Gesundheitsversorgung ist eine genuine Aufgabe des Staates, dazu sollte auch eine öffentliche Pharmaindustrie gehören. Das PHM will mit ihrer Initiative einer Pharmaforschung, - entwicklung und Produktion zeigen, dass eine gemeinwohlorientierte Pharmaindustrie möglich ist. Solche Initiativen sind wichtig, denn selbst wenn es um so etwas wie TRIPS-Flexibilitäten geht, haben wir es immer mit der privaten Pharmaindustrie zu tun, die der wichtigste Innovator und Produzent ist. Es ist interessant, dass es in der EU selbst eine Art politische Öffnung gibt, etwa indem die pharmazeutische Strategie neu überdacht wird, getrieben etwa von den hohen Kosten für die Gesundheitssysteme, wenn Arzneimittel mit riesigen Gewinnspannen verkauft werden. Die Struktur der Pharmaproduktion zu verändern ist die richtige Initiative, zur richtigen Zeit: Während Deutschland sich als Verfechter des Patenschutzes offenbart und die Enttäuschung über die verlorene TRIPS-Waiver-Kampagne groß ist. Es wird kein einfacher Kampf sein, aber ein grundlegender.

So ist es auch möglich weitergehende Fragen aufzuwerfen: Wenn der mRNA-Hub Kapazitäten für die Herstellung von Arzneimitteln auf der Grundlage von Technologie- und Wissenstransfer entwickelt hat, wollen wir dann sicherstellen, dass die kommerzielle Phase mithilfe einer staatlichen Pharmaindustrie stattfindet, oder wollen wir die Gewinne privatisieren, etwa durch Public Private Partnerships?
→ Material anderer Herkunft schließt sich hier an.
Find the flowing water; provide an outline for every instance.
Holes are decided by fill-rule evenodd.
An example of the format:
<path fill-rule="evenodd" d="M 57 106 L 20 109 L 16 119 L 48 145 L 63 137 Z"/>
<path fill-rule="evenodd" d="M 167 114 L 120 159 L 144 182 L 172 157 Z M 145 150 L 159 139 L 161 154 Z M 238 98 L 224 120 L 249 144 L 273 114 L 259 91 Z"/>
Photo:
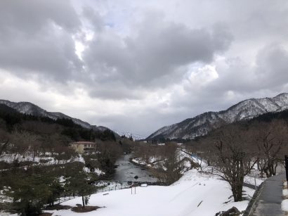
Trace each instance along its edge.
<path fill-rule="evenodd" d="M 119 182 L 157 182 L 157 179 L 153 177 L 147 170 L 131 163 L 129 158 L 131 157 L 131 154 L 124 155 L 116 161 L 115 165 L 118 167 L 116 168 L 114 176 L 114 181 Z M 135 179 L 136 176 L 138 176 L 138 178 Z"/>

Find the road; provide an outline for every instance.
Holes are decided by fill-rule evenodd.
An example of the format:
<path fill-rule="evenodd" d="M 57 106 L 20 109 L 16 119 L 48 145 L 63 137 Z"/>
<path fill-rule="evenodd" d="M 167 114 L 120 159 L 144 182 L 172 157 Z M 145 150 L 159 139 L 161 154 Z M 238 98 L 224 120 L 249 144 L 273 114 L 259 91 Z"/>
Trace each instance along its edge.
<path fill-rule="evenodd" d="M 260 194 L 256 201 L 251 216 L 284 216 L 281 210 L 283 181 L 284 174 L 280 174 L 267 179 L 263 185 Z"/>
Wir sollten für eine Produktionsstrategie in öffentlicher Hand kämpfen. Denn dann haben wir wirklich die Macht zu entscheiden, welche Krankheitserreger vorrangig behandelt werden sollen, welche Art von Medikamenten produziert werden sollen und wie man sie verabreicht, oral oder per Injektion, je nach Zweck. Wenn nicht die Gewinnspanne, sondern das öffentliche Interesse der wichtigste Bezugspunkt ist, dann entstehen Produkte, die für den jeweiligen Kontext besser geeignet sind und auch im Hinblick auf die Bedürfnisse der öffentlichen Gesundheit eine höhere Priorität haben.

Die gleiche Debatte haben wir auch in Deutschland. Pharmazeutische Unternehmen versäumen es, grundlegende Arzneimittel für Kinder wie Ibuprofen oder Antibiotika zu liefern. Es gibt genau einen Hersteller, der in Deutschland noch Paracetamol-Sirup produziert. Alle anderen haben sich vom Markt zurückgezogen, weil sich der Verkauf für sie nicht lohnt. Und gleichzeitig ist die Produktion in Deutschland zu teuer. Der Weltmarkt wird von einigen wenigen Herstellern dominiert und die Quadratur des Kreises soll sein, wie man den Zugang und die Verteilung von Medikamenten sicherstellen kann, ohne zu viel Geld für die Herstellung vor Ort auszugeben und gleichzeitig Abhängigkeiten abzubauen.

Wenn das Ziel weiterhin Gewinn vor Nutzen ist, dann gibt es keine tragfähige Lösung. Die Covid-Pandemie hat gezeigt, dass man im Nachteil ist, wenn man in einer Region nicht über genügend Fachwissen und Infrastruktur verfügt, um grundlegende medizinische Produkte herzustellen, wenn es nicht einmal eine Fabrik gibt, die man für die Herstellung von Medikamenten zweckentfremden könnte: dann ist man gezwungen zu importieren. Ein gutes und sehr konkretes Beispiel für die öffentliche Pharmaindustrie ist Brasilien.

Du meinst die Forschung, Entwicklung und Produktion von Arzneimitteln im Rahmen des staatlichen Programms Fiocruz?

Ja, und Bangladesch und weitere Länder des Equity-Blocks haben sich zum Beispiel während der Verhandlungen des Pandemievertrags für die Einrichtung von Produktionsstätten für Pandemieprodukte weltweit und insbesondere in Regionen des globalen Südens eingesetzt. Diese Art von Vorschlägen ist aus regionaler Sicht wichtig, und es bedeutet auch, dass es mehr für alle gibt, und das ist ein Nettogewinn.

Das Gespräch führte medico-Gesundheitsreferent Felix Litschauer.